From Type 1 diabetes to cutaneous melanoma
Nadine Nagy and Sanna Pasonen-Seppänen were named the joint winners of the Herbert Tabor Young Investigator awards at the 2013 International Hyaluronan Conference in June in Oklahoma City.
Nagy, a postdoctoral research fellow in the laboratory of Thomas N. Wight at the Benaroya Research Institute in Seattle, was recognized for her work investigating the role of hyaluronan and associated extracellular matrix molecules in the development and progression of Type 1 diabetes.
Her novel findings indicate that alterations in hyaluronan and hyaluronan-associated molecules accompany the invasion and destruction of pancreatic islet tissue by T cells and may create a permissive environment for autoimmune attacks. She aims to facilitate the use of hyaluronan-directed therapies as a potential means to prevent juvenile diabetes in the future.
Nagy received her Ph.D. from the University of Duisburg-Essen in Germany, where she studied the role of hyaluronan in chronic atherosclerosis. She then completed a postdoctoral stint at the neighboring University of Dusseldorf.
“Hyaluronan is a fascinating molecule that functions as pro- or anti-inflammatory in a disease- and progression-specific context,” explains Nagy. Type 1 diabetes “is an interesting and challenging disease to work on. The incidence and prevalence is rising annually. Currently, there is no effective therapy, and the triggering mechanism is still not known. The JBC Herb Tabor Young Investigator Award is an enormous honor and a great motivation to pursue my research.”

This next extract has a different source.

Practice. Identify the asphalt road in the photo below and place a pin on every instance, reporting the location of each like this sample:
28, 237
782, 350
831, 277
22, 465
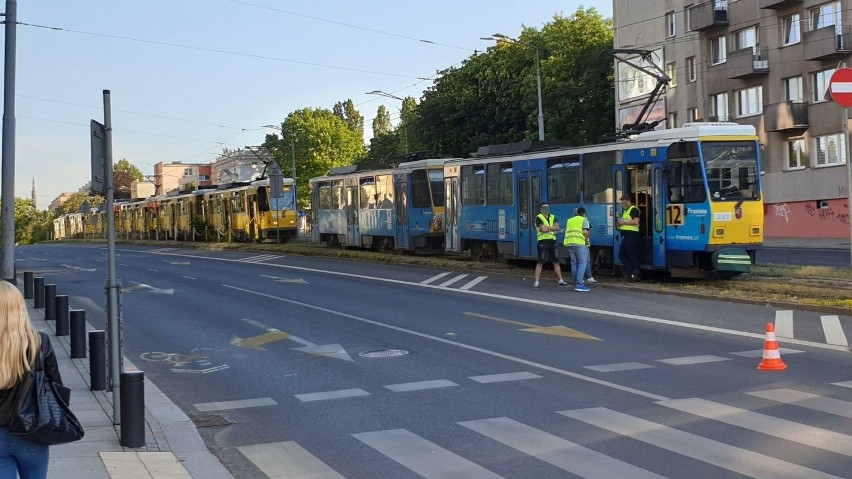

Pasonen-Seppänen, an assistant professor in the University of Eastern Finland, was recognized for her work studying the role of stromal cells in the progression of cutaneous melanoma. Her research includes investigations into the role of hyaluronan in tumor and stromal cell interactions.
Pasonen-Seppänen received her Ph.D. from the University of Kuopio in Finland under the guidance of Raija Tammi and Markku Tammi. Her doctoral dissertation thesis, for which she received the university’s Best Thesis Award in 2006, focused on the effect of epidermal growth factor and keratinocyte growth factor on metabolism of hyaluronan and keratinocyte differentiation.
Her current research focuses on the role of hyaluronan in the progression of cutaneous melanoma. Her studies have demonstrated that melanoma cells activate the phosphatidylinositol 3′-kinase(PI3K)-Akt signaling pathway in fibroblasts, resulting in hyaluronan synthase upregulation and enhanced hyaluronan production. This is accompanied with increased matrix metalloproteinase 9 production and increased invasion of the fibroblasts in the matrix. Additionally, her studies suggest that hyaluronan expression inversely correlates with melanoma aggressiveness. These findings indicate that hyaluronan may favor tumor progression in the early stage of melanoma, when melanoma cells lose their contacts to keratinocytes and start to invade.